Day one I asked, “What is your goal?”
“Win state!” They cheered.
“Are you sure? Because if that’s your goal, then that’s my goal, and I’m not holding anything back.”
They responded with “Check."
This season I used words like “winner,” “awesome,” “fastest,” “first,” and “best.” But I also said taboo words like “loser,” “horrible,” “slowest,” “last,” “worst.” The words our society at-large shields these kids from. You can’t say “loser” to a teenage athlete! Are you crazy?
Well, I did. If a girl lost a conditioning race, she was the loser. It doesn’t mean she is a loser as a human being. It means she lost the event.
I pushed the envelope so far, I couldn’t believe I never got a text or call from a parent. For the first two weeks we had girls crying, puking, cussing, and hyperventilating. If they were performing poorly or giving poor effort, I called them out on it. If they were blaming teammates for their loss, I made them run to prove they were better. I conditioned the life out of these kids. But every day I showed up there were twenty girls waiting to be worked.
As I stated before, the relationship between athlete and strength coach eventually evolves. Eventually kids buy-in, and when that happens there is a noticeable difference in all aspects of the athletes. A month in they were pissed if they lost to a teammate. A month in they were asking to do extra shuttles. A month in they were asking questions I couldn’t answer. A month in, a group of teenage girls were monsters, laying perfect-form tackles on girls who outweighed them by a hundred pounds.
At 5:20PM on October 27th, the Southeast Polk Rugby girls finished their first-ever undefeated season, and took home the state trophy. They achieved their goal.
I believe conditioning is becoming a lost concept because there is no such thing as competition in practice any longer. Any scenario which creates a winner and a loser - apart from formal competition - is too often discouraged. If our young athletes are told they lose, some people will assume their feelings will be hurt and they will never recover. I believe down to my core this notion is absolutely false.
Removing competition and adversity from a child’s life is like removing the flame from a pot of stew. A pot may have fifteen ingredients thrown into it like potatoes, steak, carrots, spices, seasoning, and broth, but it’s the flame which turns it into stew. When the heat is turned up the ingredients change. They compete with each other. Some flavors diminish. Other flavors intensify. Textures change. Fifteen ingredients eventually mesh and become a meal. Don’t believe me? The next time you make soup, set aside a bowl before you turn on the heat. Hours later, take a bowl of the finish product and compare. I think you know which one wins.
My advice to coaches is to crank up the heat... work the kids. Boil out the bad attitudes. Allow the quality people to rise to the top. Some kids will soften and fall to secondary positions. Some will harden and move to the front. The best part of this process is watching self-awareness build. After a month of conditioning a kid will know whether he or she is a piece of steak or a potato. And when they recognize that on their own, the coach is no longer the bad guy.

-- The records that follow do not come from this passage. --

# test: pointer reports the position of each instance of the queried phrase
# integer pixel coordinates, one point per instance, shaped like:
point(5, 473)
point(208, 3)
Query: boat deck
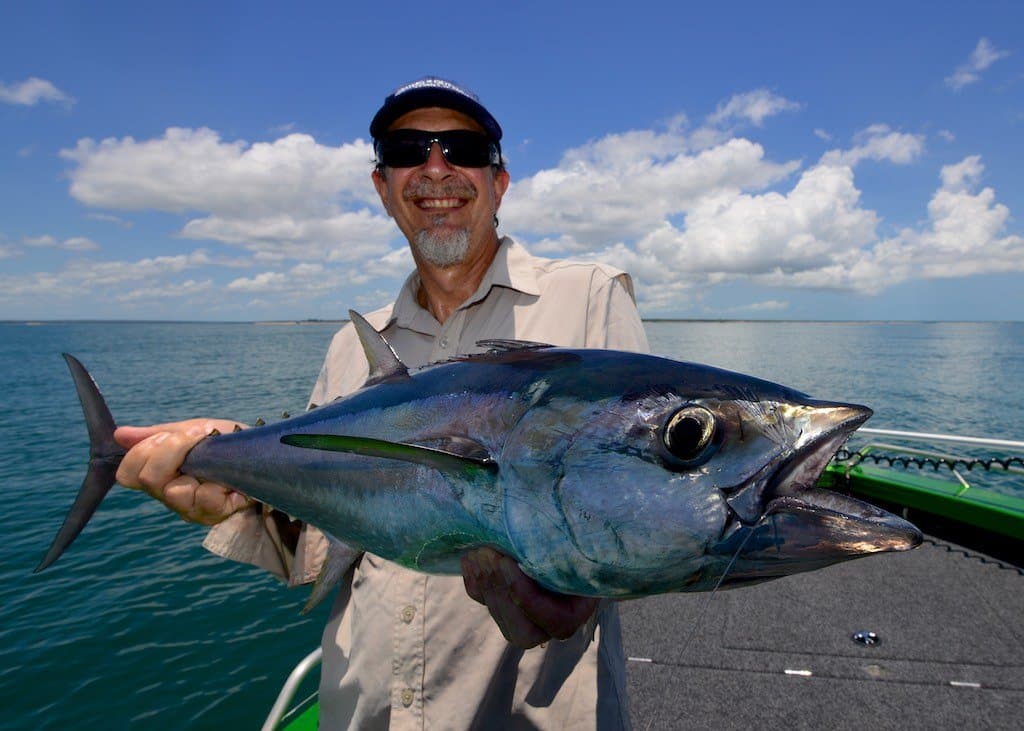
point(780, 654)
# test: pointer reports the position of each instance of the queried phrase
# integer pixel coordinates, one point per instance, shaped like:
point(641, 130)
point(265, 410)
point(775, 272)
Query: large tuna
point(602, 473)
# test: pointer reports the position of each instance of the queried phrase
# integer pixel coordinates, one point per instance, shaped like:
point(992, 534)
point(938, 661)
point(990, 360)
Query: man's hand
point(154, 461)
point(526, 612)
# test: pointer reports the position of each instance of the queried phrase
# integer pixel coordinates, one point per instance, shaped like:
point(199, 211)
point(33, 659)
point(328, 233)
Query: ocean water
point(137, 627)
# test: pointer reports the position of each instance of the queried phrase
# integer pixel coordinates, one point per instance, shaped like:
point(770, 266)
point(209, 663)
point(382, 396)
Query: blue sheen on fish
point(602, 473)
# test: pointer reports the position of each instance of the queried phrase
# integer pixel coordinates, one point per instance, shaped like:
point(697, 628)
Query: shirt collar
point(512, 268)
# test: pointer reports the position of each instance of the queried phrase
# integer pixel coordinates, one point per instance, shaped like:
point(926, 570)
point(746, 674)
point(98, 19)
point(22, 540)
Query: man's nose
point(436, 163)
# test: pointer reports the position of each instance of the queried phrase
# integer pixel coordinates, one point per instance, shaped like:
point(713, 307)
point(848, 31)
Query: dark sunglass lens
point(409, 147)
point(467, 149)
point(402, 152)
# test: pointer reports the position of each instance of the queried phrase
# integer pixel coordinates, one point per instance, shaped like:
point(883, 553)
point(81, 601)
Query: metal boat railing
point(291, 687)
point(932, 458)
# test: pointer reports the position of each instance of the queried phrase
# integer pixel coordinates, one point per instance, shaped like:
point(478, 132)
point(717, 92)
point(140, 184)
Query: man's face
point(445, 212)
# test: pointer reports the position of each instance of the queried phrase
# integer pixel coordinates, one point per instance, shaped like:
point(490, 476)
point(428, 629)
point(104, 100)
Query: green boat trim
point(949, 508)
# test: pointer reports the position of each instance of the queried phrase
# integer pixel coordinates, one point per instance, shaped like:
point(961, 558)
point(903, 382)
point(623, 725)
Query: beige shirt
point(414, 651)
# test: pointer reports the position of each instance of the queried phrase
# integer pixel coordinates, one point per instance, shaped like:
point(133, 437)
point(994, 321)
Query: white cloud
point(109, 218)
point(682, 211)
point(878, 142)
point(754, 106)
point(964, 235)
point(194, 170)
point(623, 185)
point(983, 55)
point(682, 221)
point(32, 91)
point(289, 199)
point(72, 244)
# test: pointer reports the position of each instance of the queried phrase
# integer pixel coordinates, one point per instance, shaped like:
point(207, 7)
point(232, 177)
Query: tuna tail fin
point(104, 456)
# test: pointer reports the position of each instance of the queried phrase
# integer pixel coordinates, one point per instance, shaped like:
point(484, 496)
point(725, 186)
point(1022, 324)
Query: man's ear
point(380, 182)
point(502, 180)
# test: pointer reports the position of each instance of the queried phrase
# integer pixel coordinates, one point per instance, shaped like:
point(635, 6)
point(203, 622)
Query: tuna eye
point(689, 434)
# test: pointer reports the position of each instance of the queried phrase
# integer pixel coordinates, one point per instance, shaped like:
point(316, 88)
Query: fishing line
point(704, 611)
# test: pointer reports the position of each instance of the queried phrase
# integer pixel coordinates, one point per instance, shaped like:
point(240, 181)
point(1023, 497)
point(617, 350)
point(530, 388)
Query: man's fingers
point(129, 436)
point(206, 503)
point(154, 461)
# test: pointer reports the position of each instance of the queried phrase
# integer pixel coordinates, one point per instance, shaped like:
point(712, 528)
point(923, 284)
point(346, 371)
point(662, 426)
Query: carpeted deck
point(779, 655)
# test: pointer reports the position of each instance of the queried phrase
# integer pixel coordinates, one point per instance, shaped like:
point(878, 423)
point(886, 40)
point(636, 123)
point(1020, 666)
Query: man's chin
point(442, 246)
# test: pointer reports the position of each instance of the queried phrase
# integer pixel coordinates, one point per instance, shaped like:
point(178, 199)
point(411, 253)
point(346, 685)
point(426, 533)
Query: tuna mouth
point(798, 525)
point(816, 431)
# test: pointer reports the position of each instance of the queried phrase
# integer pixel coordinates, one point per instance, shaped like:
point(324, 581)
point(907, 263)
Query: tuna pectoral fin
point(340, 558)
point(470, 457)
point(104, 456)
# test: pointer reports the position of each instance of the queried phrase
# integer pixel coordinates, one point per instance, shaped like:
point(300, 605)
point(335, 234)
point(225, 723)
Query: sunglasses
point(411, 147)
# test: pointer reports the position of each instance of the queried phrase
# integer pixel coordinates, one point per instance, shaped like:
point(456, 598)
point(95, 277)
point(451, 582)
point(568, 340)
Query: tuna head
point(707, 474)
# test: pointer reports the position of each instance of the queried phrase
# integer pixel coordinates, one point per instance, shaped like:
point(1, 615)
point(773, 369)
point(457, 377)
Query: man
point(404, 649)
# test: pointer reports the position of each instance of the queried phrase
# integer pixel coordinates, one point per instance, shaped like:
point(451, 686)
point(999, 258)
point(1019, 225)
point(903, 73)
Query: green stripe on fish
point(438, 459)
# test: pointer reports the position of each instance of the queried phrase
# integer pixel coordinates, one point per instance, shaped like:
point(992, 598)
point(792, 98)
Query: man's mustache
point(449, 189)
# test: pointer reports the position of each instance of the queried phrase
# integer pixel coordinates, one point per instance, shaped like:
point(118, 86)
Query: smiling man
point(403, 649)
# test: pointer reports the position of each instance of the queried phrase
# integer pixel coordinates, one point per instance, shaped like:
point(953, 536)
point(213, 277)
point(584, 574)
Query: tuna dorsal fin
point(384, 362)
point(504, 346)
point(467, 459)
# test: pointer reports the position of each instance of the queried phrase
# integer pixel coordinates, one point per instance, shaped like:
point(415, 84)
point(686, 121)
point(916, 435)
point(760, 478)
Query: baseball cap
point(433, 91)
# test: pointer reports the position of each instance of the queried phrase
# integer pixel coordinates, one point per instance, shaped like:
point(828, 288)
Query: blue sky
point(210, 161)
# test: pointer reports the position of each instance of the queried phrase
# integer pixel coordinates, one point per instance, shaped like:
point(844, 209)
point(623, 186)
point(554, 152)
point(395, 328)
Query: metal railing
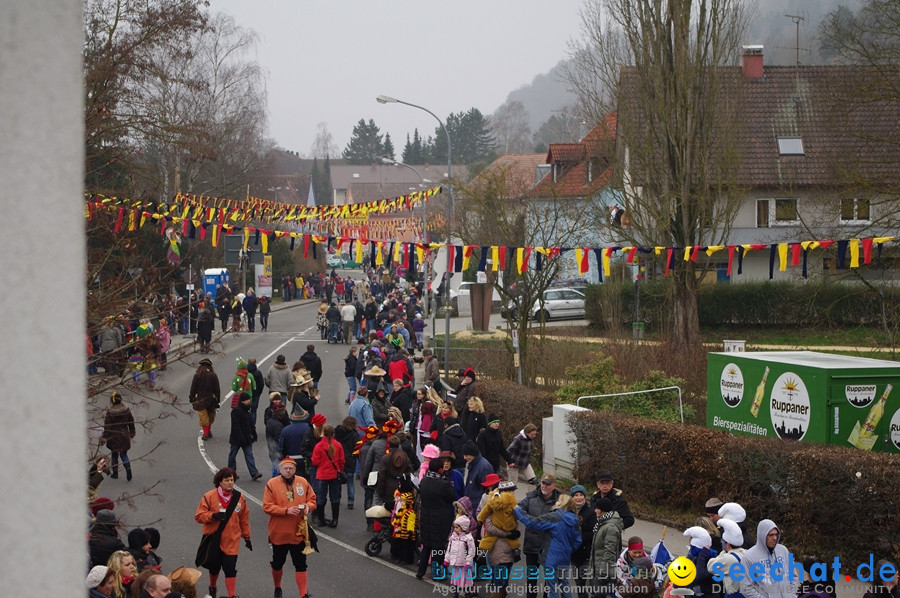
point(636, 392)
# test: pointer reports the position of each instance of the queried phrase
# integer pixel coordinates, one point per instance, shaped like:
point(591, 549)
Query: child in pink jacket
point(460, 556)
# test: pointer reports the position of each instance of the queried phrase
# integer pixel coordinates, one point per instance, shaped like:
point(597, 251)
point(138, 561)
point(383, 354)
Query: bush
point(822, 497)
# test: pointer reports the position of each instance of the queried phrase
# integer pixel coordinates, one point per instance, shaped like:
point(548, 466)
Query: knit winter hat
point(96, 576)
point(470, 448)
point(491, 479)
point(100, 503)
point(105, 516)
point(713, 504)
point(733, 511)
point(699, 536)
point(137, 538)
point(731, 532)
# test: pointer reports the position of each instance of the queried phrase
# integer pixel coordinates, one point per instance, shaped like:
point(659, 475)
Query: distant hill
point(547, 92)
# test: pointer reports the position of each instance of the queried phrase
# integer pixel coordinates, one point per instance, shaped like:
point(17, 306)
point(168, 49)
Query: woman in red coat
point(118, 430)
point(211, 512)
point(328, 457)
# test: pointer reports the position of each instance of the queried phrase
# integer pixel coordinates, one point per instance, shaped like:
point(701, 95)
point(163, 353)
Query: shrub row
point(770, 303)
point(829, 501)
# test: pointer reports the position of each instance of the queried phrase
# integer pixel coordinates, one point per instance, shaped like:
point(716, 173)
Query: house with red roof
point(817, 159)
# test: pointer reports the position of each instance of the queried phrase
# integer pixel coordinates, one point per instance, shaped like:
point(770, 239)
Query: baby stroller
point(383, 531)
point(382, 524)
point(322, 323)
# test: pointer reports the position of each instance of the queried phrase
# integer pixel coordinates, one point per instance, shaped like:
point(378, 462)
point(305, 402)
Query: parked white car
point(556, 303)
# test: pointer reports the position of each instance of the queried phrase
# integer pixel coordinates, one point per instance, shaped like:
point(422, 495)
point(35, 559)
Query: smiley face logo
point(682, 571)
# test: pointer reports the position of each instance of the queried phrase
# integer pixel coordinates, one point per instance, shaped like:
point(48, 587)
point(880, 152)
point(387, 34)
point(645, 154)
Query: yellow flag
point(854, 253)
point(782, 257)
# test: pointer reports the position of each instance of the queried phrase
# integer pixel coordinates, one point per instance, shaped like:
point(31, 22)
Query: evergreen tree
point(316, 176)
point(471, 138)
point(327, 187)
point(416, 151)
point(366, 145)
point(407, 152)
point(321, 182)
point(387, 148)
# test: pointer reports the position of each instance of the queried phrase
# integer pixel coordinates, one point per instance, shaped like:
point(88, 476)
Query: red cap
point(491, 479)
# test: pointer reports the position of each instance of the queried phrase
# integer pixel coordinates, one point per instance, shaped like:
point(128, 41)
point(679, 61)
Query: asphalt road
point(169, 482)
point(171, 479)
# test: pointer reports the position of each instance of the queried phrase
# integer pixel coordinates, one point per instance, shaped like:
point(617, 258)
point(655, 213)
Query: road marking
point(201, 446)
point(269, 356)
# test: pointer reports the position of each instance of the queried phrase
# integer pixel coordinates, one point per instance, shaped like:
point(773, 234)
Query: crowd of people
point(432, 468)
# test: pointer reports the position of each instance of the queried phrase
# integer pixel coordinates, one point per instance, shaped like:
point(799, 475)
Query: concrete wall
point(42, 444)
point(559, 442)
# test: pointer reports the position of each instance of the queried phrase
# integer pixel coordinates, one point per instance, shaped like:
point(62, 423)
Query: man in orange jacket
point(288, 501)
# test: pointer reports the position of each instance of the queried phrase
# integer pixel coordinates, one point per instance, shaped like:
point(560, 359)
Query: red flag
point(795, 254)
point(631, 252)
point(867, 250)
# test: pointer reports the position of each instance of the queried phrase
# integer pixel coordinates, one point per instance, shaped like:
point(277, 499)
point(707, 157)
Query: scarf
point(244, 383)
point(223, 497)
point(601, 519)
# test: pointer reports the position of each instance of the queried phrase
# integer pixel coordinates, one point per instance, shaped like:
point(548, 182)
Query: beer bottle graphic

Coaches will often state the current generation of kids is soft, but I completely disagree. In my opinion, the coaches who say that are soft. Coaches should be able to see their young athletes cry, struggle and resist challenges. Removing barriers and rushing to fight our athletes’ personal battles will only inhibit their growth and perspective. Kids are simply a batch of ingredients. You control the time, temperature, and testing of the final product.
Do not go weak on your players. Let your kids struggle. Give them permission to work. Encourage outsiders to test them. If you do, guess what happens? This.